Experiences of Teaching Music in Finland

So, the Finnish education system. One of the most discussed and celebrated systems amongst those in or studying the education profession. So what is the big fuss about?

Well naturally that is a question I cannot answer; however I have been lucky enough to have spent a two month placement teaching in Finland and even luckier to have spent that time working with the music specialist teacher in that school. So is music teaching really that different in Finland? From the school that I experienced, yes it is.

First of all, that was the first primary school in which I have ever experience the teaching of music theory. It was also the first school in which I observed and was also able to engage every child in music lessons.

The main method I experienced was that of creating a band with the entire class. The key here seemed to be allowing the children to choose their own instrument. I don’t know what other people experienced in Primary school but when I was younger the teacher decided what you were going to play. They would usually give what they deemed to be a ‘better’ instrument either to a well-behaved child or a favourite. If you misbehaved, you received an instrument that was deemed inferior. It was always clear which instruments were supposed to be better. Should instrument allocation really be used as a punishment or reward? Surely every person will have a different preference for instrument anyway? And what kind of damage could these stigmas cause? Well in Finland, this did seem to be the case. The children were allowed to choose whatever they wanted to play. Piano, keyboard, xylophone, shakers, drums, drum kit, guitars and singing were all options. I even witnessed children playing upside down bins. If a child did not choose an instrument, they would not be forced. “Music should be done out of passion” one teacher said to me. The idea was that no one should be forced to play an instrument. Music was seen as being special to each individual who engaged with it. The few children who did not choose an instrument or to sing were not disruptive. Children who had lessons in a specific instrument could choose to play that at their own level but still had the freedom to choose another instrument if they preferred. If a child chose a tuned instrument that they had never played before the teacher would encourage them to learn the chords.

After they had chosen instruments or vocals the teacher would write chords on the board for those using tuned instruments and help those on percussion to work out some rhythms. It wouldn’t take long before the whole class were able to play and sing in the form of a band.

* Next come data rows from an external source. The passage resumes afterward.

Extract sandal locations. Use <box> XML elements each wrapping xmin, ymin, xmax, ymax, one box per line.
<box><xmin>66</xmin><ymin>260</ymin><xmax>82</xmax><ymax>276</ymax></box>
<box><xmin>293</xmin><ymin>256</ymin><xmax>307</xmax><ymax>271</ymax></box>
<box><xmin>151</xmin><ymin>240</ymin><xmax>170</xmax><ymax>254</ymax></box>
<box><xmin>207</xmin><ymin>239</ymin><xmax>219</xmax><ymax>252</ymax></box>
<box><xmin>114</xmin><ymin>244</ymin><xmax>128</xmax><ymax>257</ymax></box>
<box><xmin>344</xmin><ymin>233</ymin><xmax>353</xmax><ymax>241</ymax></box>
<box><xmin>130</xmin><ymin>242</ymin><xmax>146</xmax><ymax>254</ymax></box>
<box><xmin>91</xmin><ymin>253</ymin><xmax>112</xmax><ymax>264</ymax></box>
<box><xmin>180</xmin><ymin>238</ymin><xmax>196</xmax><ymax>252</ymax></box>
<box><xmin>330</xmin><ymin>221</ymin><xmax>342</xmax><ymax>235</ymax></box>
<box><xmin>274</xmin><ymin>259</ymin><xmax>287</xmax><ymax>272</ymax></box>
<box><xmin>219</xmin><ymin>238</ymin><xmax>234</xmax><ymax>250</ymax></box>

The structure I decided to use was that of a four chord song. We would repeat (toista) four chords (sointu) over and over with very little deviation from this pattern. We practised dynamics in this way as well as tempo. I was lucky enough to be asked to do this lesson with several different classes and witness the different interpretations that each class gave. Each class chose two or three songs from a selection I had chosen to put together. They were all able to perform together.

I have not yet had the opportunity to try this method in an English school but look forward to it greatly. Being able to choose their own songs, mostly popular ones, gave some meaning to what they were performing. Work on dynamics and tempo seemed to bring them together as a group. This method was self-differentiating. Children could challenge themselves to whatever level they chose. They were also allowed to enjoy music for what it is rather than doing it because their teacher said they had to. In addition, the pupils showed progression over their sequence of lessons and dedication to the project.

Another big difference between Finnish and English approaches to music seemed to be the time allocated to the subject. In Finland the classes would each have two music lessons a week. In England, as far as I have experienced, it is rare to have one a week. The Finnish school allowed children to book out the music room at lunch for practice and teachers would give up their breaks to teach basic guitar. In England the instruments are often kept in a cupboard in a hall and brought out rarely; children often only learn specific instruments if they can afford a private teacher and their own instrument. During teacher training Finnish teachers are all taught either the guitar or the piano. During my own teacher training I have spent eight sessions on music over three years. In this time we learnt some basic chords on the ukulele then left to pursue the instrument ourselves if we so wished. It seems to be these basic differences that have an impact.

Finland has completely changed my confidence in music teaching. I was always a willing volunteer to teach the subject, especially singing, but I feel that my understanding of how to do so has improved massively since this school placement. Many teachers seem under confident about teaching music; perhaps the biggest issue of all is how we can change that. Does this mean that something is missing from our training or is there something missing from our culture as a whole? There is much evidence to suggest that musical patterns are beneficial to a child’s development in addition to music allowing for development of specific skills and understanding of culture. So why is it that music is often so undervalued in schools?